Looking back, I’d have to say that it may have been a mistake to use books as a guide to life. This is because books misled me about a few things. Thanks to warm-hearted stories like Anne of Green Gables, I expected to encounter kindred spirits on every corner, as well as gruff but caring old people. Rather than ridding the world of gritty books, book-banning advocates should pay more attention to banning sweet books that set up false expectations. More Brothers Grimm, less Trixie Belden!
Books hoodwinked me into believing a set of lies about what was and was not important in life. In books and in my family, having a good vocabulary was crucially important. When I went to school it turned out to be a serious liability. In books a lack of concern about clothes and personal appearance showed solid character. In school such unconcern spelled social disaster. In books knowing a lot about a lot of things, such as breeds of horses and varieties of pond scum, was admirable and likely to be rewarded. At school it pretty much guaranteed that everyone would think you were a show-off and a bore and would shun you. In books people were mostly nice, and the ones who weren’t nice were easy to spot. In school villains were everywhere and they were well disguised.
Had it not been for the society
of Giselle and her sisters, I would have been completely friendless. And the more trouble I had with people, other than Giselle and her sisters, the more twisted my personality got. I seemed to be afflicted with both shyness and overbearing confidence, a uniquely loathsome combination. This, plus a haircut that rendered my gender indeterminate, caused most would-be peers to avoid me. The rest used me to work out their aggressions. The more I was bullied at school, the more my paranoia, self-consciousness, and self-centredness grew. In other words, my field grew ever more fertile. A few other hapless kids and I rotated in and out of the uncoveted position of “least popular.” Even a short-lived transfer into Catholic school didn’t help.
By the time I hit middle school, I was suffering from a case of school-induced post-traumatic stress disorder and felt nothing but despair about the future. For the first seven years of school, I’d tried to tell myself that every little cruelty or betrayal or instance of meanness was a mistake. But by the time I started middle school I was convinced: other people sucked and so, more importantly, did I. What I learned from kindergarten through grade six is that everything I’d thought I had going for me was, in fact, a handicap. By grade seven I knew that the only solution was to change everything.

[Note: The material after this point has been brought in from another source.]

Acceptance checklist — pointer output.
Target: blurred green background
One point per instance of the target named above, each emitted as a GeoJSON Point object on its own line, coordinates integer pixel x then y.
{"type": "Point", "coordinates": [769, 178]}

The old blues guy Robert Johnson is said to have stood at the crossroads and sold his soul to the devil. Others have made similar pacts in a variety of locations, such as at the bedside of their first-born. If the devil had come strolling by our house the morning before I started grade seven at Chandler Park Middle School, I’d have hit him with as many offers as a used SUV dealer in a gas crisis. “My first-born? YOURS!” “That extra kidney I’ve got kicking around? TAKE IT!” But the devil didn’t stop by, unless he was disguised as one of the mean girls who cruised the hallways like bull sharks. I was going to have to be the author and engineer of my own personal revolution.